Head of machine learning group

Chugai Pharmatheutical Co., Ltd. | Sep. 2024 - Present

As the manager of machine learning group in the research division, I lead the team of data scientists and research engineers to integrate really impactful ML technologies into therapeutic molecular design processes.

    Data scientist

    Chugai Pharmatheutical Co., Ltd. | Jul. 2023 - Sep. 2024

    In the research division, I was involved in developing impactful machine learning methods for efficient molecular design.

      Research engineer

      SyntheticGestalt K.K. | Sep. 2022 - Jun. 2023

      SyntheticGestalt K.K. is an early-stage company based in Tokyo and London. As a research engineer, I developed cloud-based machine learning systems for drug discovery and industrially-useful enzyme design. Graph neural networks or large protein language models were my primary toolkits.

        Ph.D. student

        CBMS, The University of Tokyo | Apr. 2020 - Mar. 2023

        As a Ph.D. student in the Department of Computational Biology and Medical Sciences (CBMS), Graduate School of Frontier Sciences, I studied protein language models and its appliactions to efficient protein design. I was also a visiting student in the Artificial Intelligence Research Center, National Institute of Advanced Industrial Science and Technology (AIST). Supervised by Dr. Yutaka Saito. Doctoral thesis title: “Data-efficient protein design based on protein language models”.
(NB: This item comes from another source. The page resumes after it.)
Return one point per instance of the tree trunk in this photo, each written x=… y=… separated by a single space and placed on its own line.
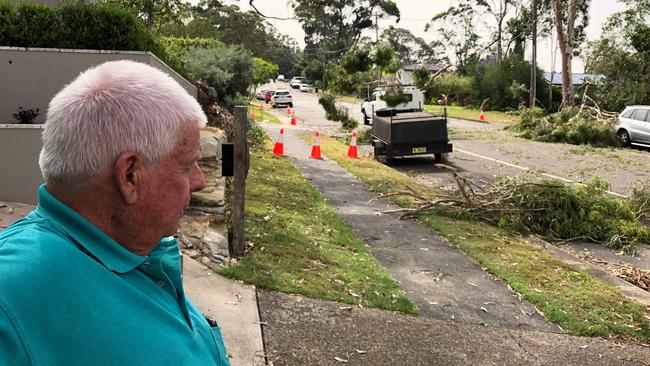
x=533 y=61
x=565 y=41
          Senior algorithm engineer

          PKSHA Technology Inc. | Jan. 2017 - Sep. 2022

          PKSHA Technology Inc. is a leading machine learning company in Japan, span out from a machine intelligence lab in the University of Tokyo. In the company, I developed multiple algorithms for computer vision, data analysis, or chemoinformatics, based on deep learning and other ML techniques. My clients were a number of top-tier companies in automobile, surveillance, healthcare, pharma, and other industries. Python was the main tool (mostly PyTorch for deep learning but sometimes TensorFlow v1/v2, OpenCV, and PyData stack).